Main Street Blytheville, the town’s tourism promotion arm, posts multiple welcome signs before the event and numerous townspeople line the streets for the parade of buses. They really get into it, recalls McNally.
One of the town’s claims to fame is the restored former Greyhound Lines Terminal at 109 N. 5th St., where the homecoming will take place. This depot is one of the few surviving terminals from Greyhound’s Art Moderne blue-tile era. Built in 1939 and now totally renovated, the depot currently houses the tourist information center, a small museum and the office for Main Street Blytheville. Listed on the National Register of Historic Places, the exterior retains its original appearance while the interior reflects the building’s earliest design and purpose.
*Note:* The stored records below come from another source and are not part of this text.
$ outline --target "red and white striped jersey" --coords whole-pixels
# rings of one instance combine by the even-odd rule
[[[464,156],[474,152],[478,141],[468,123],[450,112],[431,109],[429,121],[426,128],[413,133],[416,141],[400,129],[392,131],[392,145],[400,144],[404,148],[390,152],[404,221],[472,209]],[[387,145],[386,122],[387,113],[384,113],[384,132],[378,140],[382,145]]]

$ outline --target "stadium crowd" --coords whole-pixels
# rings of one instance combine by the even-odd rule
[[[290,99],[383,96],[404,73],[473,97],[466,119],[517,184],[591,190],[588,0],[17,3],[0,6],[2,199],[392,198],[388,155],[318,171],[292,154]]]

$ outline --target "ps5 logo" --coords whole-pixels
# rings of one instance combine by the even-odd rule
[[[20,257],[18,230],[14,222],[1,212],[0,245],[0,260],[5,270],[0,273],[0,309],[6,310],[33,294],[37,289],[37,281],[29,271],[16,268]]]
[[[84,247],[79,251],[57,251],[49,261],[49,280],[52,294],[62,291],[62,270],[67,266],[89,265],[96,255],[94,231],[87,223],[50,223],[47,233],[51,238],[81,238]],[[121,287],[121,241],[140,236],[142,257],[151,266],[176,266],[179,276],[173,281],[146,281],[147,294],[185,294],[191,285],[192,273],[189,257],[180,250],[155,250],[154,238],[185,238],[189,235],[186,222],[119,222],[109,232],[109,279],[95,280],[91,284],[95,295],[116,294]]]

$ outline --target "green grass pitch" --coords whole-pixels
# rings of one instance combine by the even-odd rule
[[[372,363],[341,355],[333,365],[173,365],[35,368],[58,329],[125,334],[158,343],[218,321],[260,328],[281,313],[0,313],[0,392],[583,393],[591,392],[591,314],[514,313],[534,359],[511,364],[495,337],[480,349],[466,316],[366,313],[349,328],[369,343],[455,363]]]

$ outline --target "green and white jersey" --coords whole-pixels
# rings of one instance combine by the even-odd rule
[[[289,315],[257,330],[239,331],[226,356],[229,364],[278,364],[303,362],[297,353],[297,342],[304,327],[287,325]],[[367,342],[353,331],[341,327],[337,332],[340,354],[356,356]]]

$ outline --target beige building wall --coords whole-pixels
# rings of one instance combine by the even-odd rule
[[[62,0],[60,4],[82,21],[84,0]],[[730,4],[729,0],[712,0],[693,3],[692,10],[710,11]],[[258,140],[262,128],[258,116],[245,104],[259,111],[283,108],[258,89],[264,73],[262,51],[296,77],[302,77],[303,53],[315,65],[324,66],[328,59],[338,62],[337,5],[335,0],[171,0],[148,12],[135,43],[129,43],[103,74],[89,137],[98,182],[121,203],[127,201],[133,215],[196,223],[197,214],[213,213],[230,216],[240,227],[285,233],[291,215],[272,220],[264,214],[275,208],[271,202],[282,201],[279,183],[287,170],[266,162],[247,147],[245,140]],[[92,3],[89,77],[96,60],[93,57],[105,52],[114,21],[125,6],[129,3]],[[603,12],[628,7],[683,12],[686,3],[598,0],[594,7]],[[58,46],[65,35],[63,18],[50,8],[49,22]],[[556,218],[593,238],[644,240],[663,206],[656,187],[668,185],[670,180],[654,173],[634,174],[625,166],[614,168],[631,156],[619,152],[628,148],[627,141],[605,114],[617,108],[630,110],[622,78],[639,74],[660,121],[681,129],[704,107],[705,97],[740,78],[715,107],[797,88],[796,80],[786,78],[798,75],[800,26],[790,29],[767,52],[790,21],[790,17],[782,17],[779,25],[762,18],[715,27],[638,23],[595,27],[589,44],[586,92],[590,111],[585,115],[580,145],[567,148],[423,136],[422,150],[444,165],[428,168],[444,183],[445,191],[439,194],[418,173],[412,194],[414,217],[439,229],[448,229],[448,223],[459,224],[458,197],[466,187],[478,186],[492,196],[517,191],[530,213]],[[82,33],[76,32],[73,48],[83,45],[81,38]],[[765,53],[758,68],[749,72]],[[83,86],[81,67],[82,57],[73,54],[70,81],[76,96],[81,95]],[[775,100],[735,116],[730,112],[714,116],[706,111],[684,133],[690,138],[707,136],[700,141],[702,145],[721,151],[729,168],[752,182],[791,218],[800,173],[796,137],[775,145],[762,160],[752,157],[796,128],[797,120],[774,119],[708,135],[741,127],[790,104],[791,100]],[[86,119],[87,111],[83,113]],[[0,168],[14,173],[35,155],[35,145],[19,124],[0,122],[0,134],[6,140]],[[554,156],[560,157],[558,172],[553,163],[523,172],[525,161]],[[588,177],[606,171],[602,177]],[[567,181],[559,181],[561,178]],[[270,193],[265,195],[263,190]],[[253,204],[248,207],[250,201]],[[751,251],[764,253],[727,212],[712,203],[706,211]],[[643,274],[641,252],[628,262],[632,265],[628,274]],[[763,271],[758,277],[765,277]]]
Many coach owners come to see this iconic building, says McCall. Being photographed with your vehicle next to a restored depot is as good as it gets.
These Blytheville lodging facilities offer group rates for the Antique Bus Homecoming: Holiday Inn, Comfort Inn & Suites, Hampton Inn and Quality Inn. Be sure to ask for the lower rates when making reservations.
The weekend includes a pancake breakfast, live music, a flea market, a catered barbecue dinner, an optional group tour to Dyess Colony (Johnny Cash’s boyhood home/museum) and lots of camaraderie with fellow bus hobbyists.